There are tons of words that include the word ‘hand’: handy, handwriting, handiwork, handle, handbag, handsome, handball, etc.

The finger bones are straight on the back side, but curved on the palm side. When we bend our fingers into a fist, the finger bones produce a shape similar to a circle in a square, round on the inside, square on the outside.

During the Gallic wars, Julius Caesar ordered the thumbs of captured warriers amputated so that when they returned to their country, they would serve as examples and be unable to bear arms again. This practice was later used in a number of wars and in the slave trade.

When we make a fist, the fingertips curve through a spiral, not a circle. This is because the lengths of the finger bones are related in a way seen often in naturally occurring spirals. These spirals in turn relate to a mathematical series of numbers discovered by Fibonacci in 1202. In this series, each number is the sum of the previous two numbers: 0, 1, 1, 2, 3, 5, 8, 13, 21, ...and so on. The lengths of the finger bones approximate the ratio of the Fibonacci numbers 2, 3, 5, and 8.

What sets our hands apart from other animals is our opposable thumbs—this means our thumbs and fingers can work together ( fun fact: koala bears also have opposable thumbs).

The average hand length for adult women is 6.7 inches. The average length for men is 7.4 inches.

Fingers don’t have muscles—tendons in our fingers are moved by the muscles of the forearm.

Men tend to have longer ring fingers than index fingers—girls vice versa.

Hand surgeons say that the index finger is the best one to lose—if you had a choice.

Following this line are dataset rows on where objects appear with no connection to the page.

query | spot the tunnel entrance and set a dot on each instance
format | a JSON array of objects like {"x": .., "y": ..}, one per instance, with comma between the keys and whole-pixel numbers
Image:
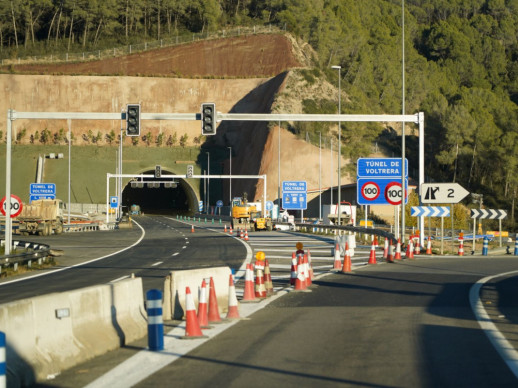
[{"x": 158, "y": 195}]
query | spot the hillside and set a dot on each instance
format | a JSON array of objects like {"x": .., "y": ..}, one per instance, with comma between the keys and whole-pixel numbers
[{"x": 247, "y": 87}]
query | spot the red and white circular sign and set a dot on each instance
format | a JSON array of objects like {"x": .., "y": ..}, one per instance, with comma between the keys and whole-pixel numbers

The index finger is needed the least.

Your fingernails show your state of health—they can indicate problems such as mineral or vitamin deficiencies, liver trouble, thyroid or anemia. Some warning signs of deficiencies that show up on your nails may be that they are brittle, pale or spotted.

The color of the nails and those small “moons” on each nail can identify the quality of oxygen level of the bloodstream and blood circulation.

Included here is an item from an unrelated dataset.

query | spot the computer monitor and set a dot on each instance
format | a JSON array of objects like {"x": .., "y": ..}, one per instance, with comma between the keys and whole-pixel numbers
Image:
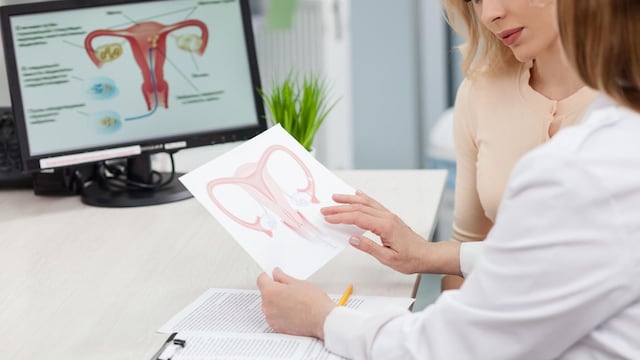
[{"x": 96, "y": 81}]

Our fingers are even more sensitive than the eyes—the fingertips have a large number of receptors responsible for sending messages to the brain.

The vein on your ring finger is called Venna Amoris—it has a direct line with the human heart and is known as the vein of love. That’s why we wear an engagement ring on the left hand’s finger!

Nails stop growing after death.

Structurally, fingernails are actually modified hairs.

Julius Caesar ordered the thumbs of captured prisoners to be cut off.

6% of all men and 9.9% of all women are left-handed.

It takes up to 6 months for a fingernail to grow from root to tip.